Graphically FF XIII is absolutely stunning. I have no idea how this was even released on PS3 because it looks better than many PS4 games I've played, and at a distance could even be mistaken for something that was released today. One advantage to this game's linear level design is that the developers can control exactly what you see and focus all their effort into making it absolutely beautiful. This game has so many interesting and incredible locations that would often make me take a small break from playing just to sit back and observe them. Interestingly the one area in this game that doesn't match the rest in terms of visual quality happens to be the one “open world” style area.

Music

I do not have too much to say about this aspect aside from the music being a little disappointing. Off the top of my head I can't exactly remember any of this game's music aside from one battle theme. I wouldn't care about this as much as I do if this were any series other than Final Fantasy, but as it is, I expected more.

Conclusion

I’ve definitely got a few more stray complaints and compliments I haven't mentioned in this review, but I feel I've properly conveyed my general feelings on this game.
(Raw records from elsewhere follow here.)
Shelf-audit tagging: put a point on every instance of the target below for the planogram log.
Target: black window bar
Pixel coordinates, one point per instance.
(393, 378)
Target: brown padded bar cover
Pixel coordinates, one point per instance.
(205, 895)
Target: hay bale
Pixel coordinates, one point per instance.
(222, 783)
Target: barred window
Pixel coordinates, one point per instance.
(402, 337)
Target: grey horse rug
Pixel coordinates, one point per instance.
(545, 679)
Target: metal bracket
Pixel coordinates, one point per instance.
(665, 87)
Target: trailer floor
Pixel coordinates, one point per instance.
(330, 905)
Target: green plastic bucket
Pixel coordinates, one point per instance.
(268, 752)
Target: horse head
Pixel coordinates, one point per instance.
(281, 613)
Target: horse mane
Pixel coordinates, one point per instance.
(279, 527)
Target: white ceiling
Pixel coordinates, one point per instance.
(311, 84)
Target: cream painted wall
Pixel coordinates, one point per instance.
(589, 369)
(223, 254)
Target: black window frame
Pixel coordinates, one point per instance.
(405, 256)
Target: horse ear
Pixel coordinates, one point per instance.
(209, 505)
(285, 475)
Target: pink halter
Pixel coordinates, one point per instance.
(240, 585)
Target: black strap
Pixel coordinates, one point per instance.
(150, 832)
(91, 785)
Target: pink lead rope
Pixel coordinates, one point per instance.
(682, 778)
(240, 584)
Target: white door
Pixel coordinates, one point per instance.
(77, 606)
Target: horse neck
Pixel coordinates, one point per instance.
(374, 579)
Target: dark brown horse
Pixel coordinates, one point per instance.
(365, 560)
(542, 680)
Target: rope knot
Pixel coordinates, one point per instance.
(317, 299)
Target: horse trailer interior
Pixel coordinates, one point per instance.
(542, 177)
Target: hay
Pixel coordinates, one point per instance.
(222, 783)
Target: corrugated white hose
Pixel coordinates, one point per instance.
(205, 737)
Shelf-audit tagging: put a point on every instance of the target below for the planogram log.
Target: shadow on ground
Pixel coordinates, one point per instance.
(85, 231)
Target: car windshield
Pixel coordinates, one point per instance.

Despite being conflicted on many things I did enjoy Final Fantasy XIII quite a bit, and it might even be my favourite RPG in some aspects. If you're reading this wondering if you would enjoy the game or not, I really couldn't say. Some of the things that annoyed me about this game might be completely hated by someone else, or might be loved. I feel like this game felt really tailor made for me to enjoy in a lot of ways, so it really depends on your taste in games. Personally I definitely enjoyed it and will not be forgetting my time with it anytime soon.